CIO

Native Data Analysis Comes to MongoDB

Seeking to make it easier for you to apply analytics to your big data stores, Pentaho today announced the general availability of the latest version of its business analytics and data integration platform.

The Pentaho 5.1 release is intended to bridge the "data-to-analytics divide" for the whole spectrum of Pentaho users, from developers to data scientists to business analysts.
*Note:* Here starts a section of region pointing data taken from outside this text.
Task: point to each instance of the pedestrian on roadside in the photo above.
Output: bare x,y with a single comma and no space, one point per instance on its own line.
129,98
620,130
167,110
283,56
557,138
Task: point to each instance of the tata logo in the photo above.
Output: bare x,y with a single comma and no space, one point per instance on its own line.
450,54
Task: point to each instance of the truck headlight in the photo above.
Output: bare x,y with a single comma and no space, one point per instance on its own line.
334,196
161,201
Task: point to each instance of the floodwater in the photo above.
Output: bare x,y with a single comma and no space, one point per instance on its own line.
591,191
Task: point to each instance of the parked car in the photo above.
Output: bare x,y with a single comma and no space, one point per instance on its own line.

Pentaho 5.1 adds the capability to run code-free analytics directly on MongoDB data stores, incorporates a new data science pack that acts as a data science "personal assistant," and adds full support for the Apache Hadoop 2.0 YARN architecture for resource management.

"The new capabilities in Pentaho 5.1 support our ongoing strategy to make the hardest aspects of big data analytics faster, easier and more accessible to all," says Christopher Dziekan, executive vice president and chief product officer at Pentaho. "With the launch of 5.1, Pentaho continues to power big analytics at scale, responding not only to the demands of the big data-driven enterprise but also provides companies big and small a more level playing field so emerging companies without large, specialist development teams can also enter the big data arena."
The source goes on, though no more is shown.